3. What are my contact hours?
- This again depends on the course that you have chosen. Something that is consistent is that the degree is made up of lectures and seminars which run weekly to allow you to learn and understand each topic within the module. You will be set reading and other tasks to complete before the seminar so that you are ready to fully understand each topic.
4. What type of degree am I getting?
- You will either be gaining a BA, BSc or LLB; these are the degrees that we offer at Pearson Business School: BA (Hons) Business Management, BA (Hons) Business Management (Professional Pathway), BA (Hons) Business Management with Finance, BA (Hons) Business Management with Global Industries, BA (Hons) Business Management with Marketing, BA (Hons) Business Management with Entrepreneurship, BSc/MSci Professional Accounting in Business, LLB (Hons) Law/MLaw Professional Legal Practice
and LLB (Hons) Law with Business.
5. Is there a reading list available so that I can get ahead?
- If you can find the books online that you need for your course, make a start with them so that you are ahead for your course. It's a great way to get ahead and build that knowledge, particularly if it is something that you have not studied before.
ou need to read around the subject. This is the same with a lot of degrees yes, but reading more than what is necessary is the first step to success. You need to prioritise reading set by your tutor, but during the holidays, spare time, and even prior to starting, you could read a huge variety of content and broaden your knowledge.
What does this mean?
If you are doing research, reading academic and industry-related literature associated with your chosen topic will really help with a well-rounded research approach. Keeping up-to-date with reliable current affairs outlets such as The Financial Times and The Economist will also help you to participate in class discussions.
Photo by Priscilla Du Preez / Unsplash
3. Develop your presence
LinkedIn might not be as popular as Facebook and Twitter, but it is vital that we do not underestimate its importance; it is still the most popular and largest professional network/business-oriented social networking site out there. The professional presence of companies, CEOs and other professionals makes this the best site for networking online.
Develop your presence on Linkedin by using the platform to your advantage:
- Intro - allows you to describe your key skills and qualities and what you have been working on recently.
- Education - you can detail where you have studied, the year you did it, and what the course was.
- Work Experience - you can add previous work experience from a variety of industries, depending on your experiences.
- Skills - you can add key skills that you perceive to be your strengths so LinkedIn's algorithms can detect jobs that might be suited to you.
- Accomplishments - here you can put anything which is an achievement to you such as published works, certifications, projects or courses you have completed.
- Additional information - this allows you to include any references you cite from previous employers or colleagues.
This digital CV system allows you to manually change, add or remove information where necessary so that people get an updated view of your personal career progressions. When you go for a job, your potential employer might look at your LinkedIn profile, so make sure you're happy with it!

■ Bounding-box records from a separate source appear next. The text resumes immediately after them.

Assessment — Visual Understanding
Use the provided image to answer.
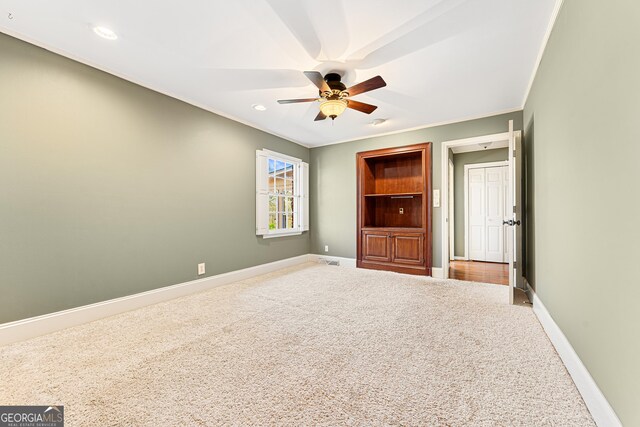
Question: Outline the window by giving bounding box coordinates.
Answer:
[256,150,309,238]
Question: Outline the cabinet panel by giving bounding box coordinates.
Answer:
[356,143,433,275]
[362,231,391,261]
[391,233,424,264]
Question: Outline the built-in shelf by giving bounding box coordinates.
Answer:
[364,193,422,197]
[356,143,432,275]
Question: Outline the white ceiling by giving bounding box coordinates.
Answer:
[0,0,557,146]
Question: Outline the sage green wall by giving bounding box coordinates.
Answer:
[309,111,522,267]
[453,148,509,257]
[524,0,640,426]
[0,34,309,322]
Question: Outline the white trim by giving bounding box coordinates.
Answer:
[257,148,302,163]
[0,25,312,148]
[304,107,522,149]
[260,232,302,239]
[520,0,564,110]
[440,132,510,279]
[525,280,622,427]
[309,254,356,268]
[463,160,509,259]
[0,255,310,345]
[0,25,524,149]
[442,158,456,260]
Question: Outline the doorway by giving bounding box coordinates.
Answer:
[464,163,509,263]
[441,121,522,303]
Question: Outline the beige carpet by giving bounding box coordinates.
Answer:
[0,264,593,427]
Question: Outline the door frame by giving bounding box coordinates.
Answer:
[464,160,509,261]
[447,158,456,261]
[440,131,520,279]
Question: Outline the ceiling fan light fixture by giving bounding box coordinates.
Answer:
[320,99,347,120]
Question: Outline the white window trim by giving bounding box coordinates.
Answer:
[256,149,309,239]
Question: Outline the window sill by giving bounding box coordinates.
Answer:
[262,230,302,239]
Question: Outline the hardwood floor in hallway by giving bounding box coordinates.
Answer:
[449,261,509,285]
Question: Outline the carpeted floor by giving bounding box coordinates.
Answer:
[0,264,594,427]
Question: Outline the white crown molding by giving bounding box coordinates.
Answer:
[520,0,564,110]
[525,281,622,427]
[309,107,522,149]
[0,25,311,148]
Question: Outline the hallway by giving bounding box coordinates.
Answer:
[449,261,509,285]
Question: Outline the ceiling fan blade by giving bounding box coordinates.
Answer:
[347,99,378,114]
[347,76,387,96]
[313,111,327,122]
[278,98,318,104]
[304,71,331,92]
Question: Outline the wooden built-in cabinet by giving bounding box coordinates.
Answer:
[356,143,431,276]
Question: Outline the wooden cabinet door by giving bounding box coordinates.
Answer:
[391,233,424,265]
[362,231,391,261]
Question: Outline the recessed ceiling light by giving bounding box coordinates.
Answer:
[93,26,118,40]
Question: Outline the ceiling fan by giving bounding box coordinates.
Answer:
[278,71,387,121]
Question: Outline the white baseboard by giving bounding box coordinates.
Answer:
[525,280,622,427]
[0,255,313,345]
[309,254,356,268]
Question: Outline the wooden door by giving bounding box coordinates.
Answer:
[391,233,424,265]
[362,231,391,262]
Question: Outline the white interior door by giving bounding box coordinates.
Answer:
[468,168,487,261]
[483,166,508,262]
[467,166,509,262]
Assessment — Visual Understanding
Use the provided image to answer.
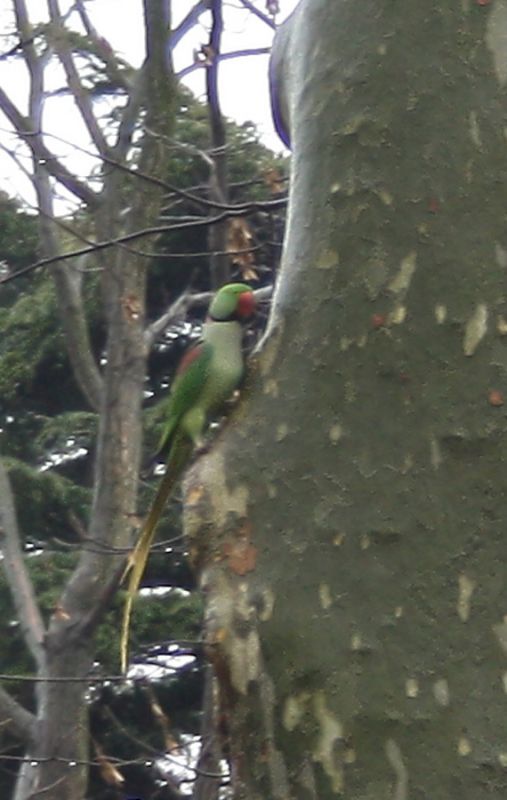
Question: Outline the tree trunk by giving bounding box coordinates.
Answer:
[185,0,507,800]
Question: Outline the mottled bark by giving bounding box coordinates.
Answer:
[186,0,507,800]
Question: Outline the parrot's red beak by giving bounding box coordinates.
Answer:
[236,292,255,319]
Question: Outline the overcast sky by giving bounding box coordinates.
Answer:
[0,0,298,206]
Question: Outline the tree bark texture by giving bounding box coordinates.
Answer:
[185,0,507,800]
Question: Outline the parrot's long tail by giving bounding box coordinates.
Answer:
[120,432,193,673]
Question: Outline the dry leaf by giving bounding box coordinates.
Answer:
[122,294,141,322]
[227,217,258,281]
[263,167,285,194]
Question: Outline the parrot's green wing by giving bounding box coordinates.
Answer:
[120,342,213,672]
[153,341,213,456]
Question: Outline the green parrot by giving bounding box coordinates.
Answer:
[120,283,255,672]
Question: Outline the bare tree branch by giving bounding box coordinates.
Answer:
[0,460,45,667]
[145,286,273,347]
[239,0,276,30]
[0,198,287,286]
[48,0,108,153]
[0,686,35,742]
[16,0,102,410]
[169,0,210,49]
[206,0,231,289]
[0,86,100,208]
[176,47,271,80]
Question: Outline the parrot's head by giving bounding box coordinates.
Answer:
[208,283,255,322]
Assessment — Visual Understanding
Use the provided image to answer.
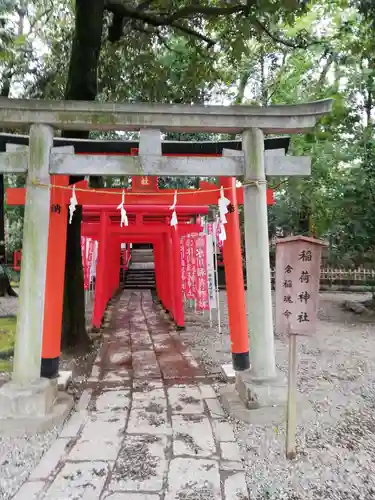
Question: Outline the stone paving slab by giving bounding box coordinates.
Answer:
[165,458,222,500]
[109,435,168,492]
[13,291,249,500]
[42,462,111,500]
[172,415,216,457]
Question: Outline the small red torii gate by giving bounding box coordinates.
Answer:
[81,205,208,328]
[6,164,274,377]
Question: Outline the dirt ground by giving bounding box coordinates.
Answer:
[183,293,375,500]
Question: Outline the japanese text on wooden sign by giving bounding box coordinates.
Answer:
[276,236,322,335]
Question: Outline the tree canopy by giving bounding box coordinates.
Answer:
[0,0,375,342]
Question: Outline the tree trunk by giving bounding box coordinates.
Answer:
[62,0,104,348]
[0,73,18,297]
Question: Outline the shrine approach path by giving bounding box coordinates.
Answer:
[14,290,249,500]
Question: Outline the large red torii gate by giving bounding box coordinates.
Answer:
[6,143,274,377]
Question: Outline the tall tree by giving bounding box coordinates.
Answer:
[58,0,312,345]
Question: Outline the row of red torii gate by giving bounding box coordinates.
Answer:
[0,134,289,378]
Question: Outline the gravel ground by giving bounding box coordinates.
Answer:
[184,293,375,500]
[0,292,95,500]
[0,427,61,500]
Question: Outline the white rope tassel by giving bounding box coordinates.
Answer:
[69,186,78,224]
[117,190,129,227]
[218,186,230,241]
[169,191,178,229]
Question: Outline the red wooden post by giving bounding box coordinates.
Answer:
[170,226,185,328]
[41,175,69,378]
[92,211,109,328]
[162,232,175,319]
[153,240,163,303]
[112,238,121,295]
[219,177,250,371]
[156,234,167,309]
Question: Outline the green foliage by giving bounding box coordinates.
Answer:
[5,0,375,265]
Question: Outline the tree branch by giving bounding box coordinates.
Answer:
[105,0,215,47]
[104,0,256,26]
[253,19,307,49]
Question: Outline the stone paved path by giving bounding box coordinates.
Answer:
[14,291,249,500]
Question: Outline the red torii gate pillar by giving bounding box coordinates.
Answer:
[170,225,185,328]
[219,177,250,371]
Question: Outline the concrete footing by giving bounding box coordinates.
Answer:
[0,378,73,436]
[220,371,311,425]
[235,370,288,410]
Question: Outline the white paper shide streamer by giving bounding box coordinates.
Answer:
[218,186,230,241]
[169,191,178,229]
[117,190,129,227]
[69,186,78,224]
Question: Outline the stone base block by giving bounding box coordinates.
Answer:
[57,370,73,391]
[235,370,288,410]
[220,384,314,426]
[221,363,236,382]
[220,384,286,425]
[0,378,57,418]
[0,379,73,436]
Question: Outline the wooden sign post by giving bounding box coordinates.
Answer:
[276,236,326,459]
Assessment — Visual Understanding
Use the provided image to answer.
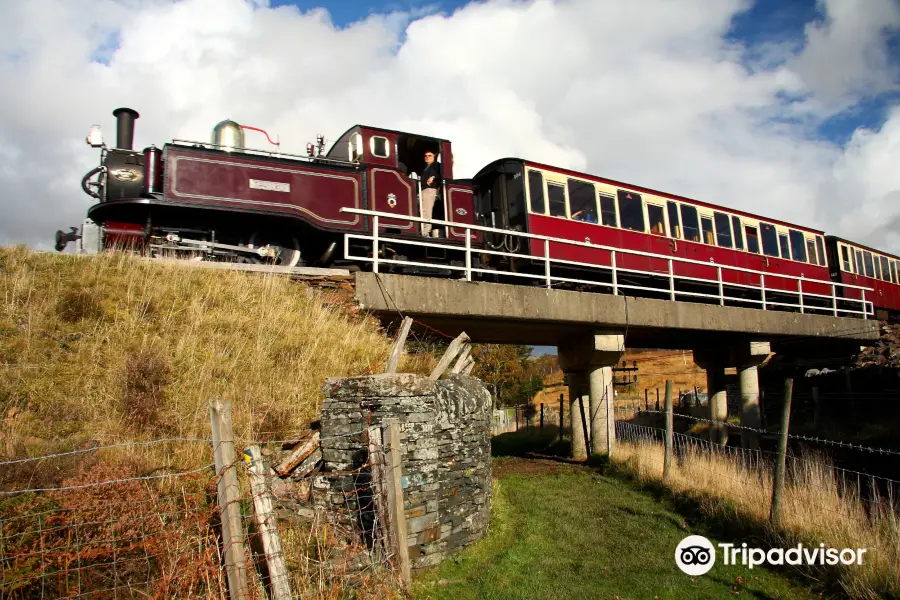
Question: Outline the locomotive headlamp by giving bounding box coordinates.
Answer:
[85,125,103,148]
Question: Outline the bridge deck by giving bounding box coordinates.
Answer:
[355,272,880,355]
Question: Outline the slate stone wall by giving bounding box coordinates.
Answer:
[321,374,492,569]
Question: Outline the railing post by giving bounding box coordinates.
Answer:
[759,273,766,310]
[716,267,725,306]
[372,215,378,273]
[466,228,472,281]
[831,283,837,316]
[610,250,619,296]
[544,240,550,289]
[669,258,675,301]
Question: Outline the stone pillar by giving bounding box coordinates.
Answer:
[566,372,587,460]
[706,363,728,446]
[694,342,771,448]
[738,342,771,450]
[559,334,625,458]
[588,367,616,454]
[738,365,762,450]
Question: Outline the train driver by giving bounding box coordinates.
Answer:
[422,150,444,237]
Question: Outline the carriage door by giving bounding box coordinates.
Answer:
[367,135,418,233]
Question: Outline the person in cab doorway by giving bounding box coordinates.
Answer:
[422,150,444,237]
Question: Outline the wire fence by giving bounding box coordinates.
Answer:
[0,432,396,600]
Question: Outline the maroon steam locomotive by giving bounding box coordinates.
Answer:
[63,108,900,317]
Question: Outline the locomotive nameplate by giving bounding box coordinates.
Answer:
[250,179,291,193]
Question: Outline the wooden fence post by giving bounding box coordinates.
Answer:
[369,425,390,556]
[384,317,412,373]
[769,378,794,528]
[559,394,563,441]
[245,446,292,600]
[209,400,248,600]
[381,419,412,589]
[813,387,822,431]
[663,379,675,482]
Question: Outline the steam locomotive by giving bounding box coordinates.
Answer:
[57,108,900,318]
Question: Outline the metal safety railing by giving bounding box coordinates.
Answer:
[341,208,875,319]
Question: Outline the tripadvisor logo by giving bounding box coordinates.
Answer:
[675,535,868,576]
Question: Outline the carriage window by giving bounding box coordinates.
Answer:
[816,235,826,267]
[790,229,806,262]
[778,233,791,258]
[681,204,700,242]
[744,225,759,254]
[700,217,716,246]
[600,194,619,227]
[731,215,744,250]
[863,252,875,277]
[647,202,666,235]
[568,179,597,223]
[713,212,732,248]
[547,181,569,217]
[350,133,362,162]
[666,201,681,238]
[618,190,645,231]
[528,170,547,215]
[841,246,853,273]
[759,223,778,258]
[369,135,391,158]
[806,240,819,265]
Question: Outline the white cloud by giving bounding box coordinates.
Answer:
[0,0,900,250]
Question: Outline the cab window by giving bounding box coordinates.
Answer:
[568,179,598,223]
[841,246,853,273]
[369,135,391,158]
[600,194,619,227]
[806,240,819,265]
[759,223,778,258]
[666,201,681,238]
[863,252,875,278]
[789,229,806,262]
[647,202,666,235]
[618,190,646,231]
[547,181,569,217]
[731,215,744,250]
[700,217,716,246]
[713,212,732,248]
[778,233,791,258]
[744,225,759,254]
[681,204,700,242]
[528,171,547,215]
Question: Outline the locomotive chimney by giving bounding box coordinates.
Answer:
[113,108,140,150]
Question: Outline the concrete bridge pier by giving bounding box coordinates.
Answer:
[566,371,591,460]
[559,333,625,459]
[694,342,771,449]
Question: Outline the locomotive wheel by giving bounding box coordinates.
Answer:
[249,231,303,267]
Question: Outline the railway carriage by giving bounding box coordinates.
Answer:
[57,108,900,317]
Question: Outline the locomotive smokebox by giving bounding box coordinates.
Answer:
[113,108,141,150]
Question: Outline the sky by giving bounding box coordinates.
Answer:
[0,0,900,253]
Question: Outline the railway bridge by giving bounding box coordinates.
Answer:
[354,272,880,458]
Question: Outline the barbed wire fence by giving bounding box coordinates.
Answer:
[0,404,405,600]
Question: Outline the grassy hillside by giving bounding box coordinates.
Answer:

Photo by Marvin Meyer / Unsplash
4. Explore the area
Spend a day in London exploring the local area and Pearson Business School for yourself. If you can't make it to an Open Day, book a Personal Tour and be shown around the studios to see for yourself where you'll be creating for the next three years.
You also need to explore the surrounding areas of Pearson Business School, such as Covent Garden, Oxford Circus and Soho, to get a feel for London as a city and see for yourself how beneficial it is to have the central London location. You could take a look at some of the nearby business headquarters such as Google, IBM, Saatchi and Saatchi and Pearson.
You could also take a look at accommodation, if you are someone who would like to move away from home and live nearer to our studios in Central London.
5. Visit us
6. Stay in the loop
Finally, keep up to date with the most recent activities at Pearson Business School. There are a few ways you can do this:
- Follow the social media accounts,
- Join Facebook groups,
- Sign up to the newsletter,
- Connect with current students, and
- Connect with others starting the course.
Doing all of these things will not only help when it comes to making friends at Pearson Business School, but will help you to stay updated and begin to build your network of contacts that can really help in the long run.
Other than that, have a fantastic summer and we look forward to meeting you in September!!!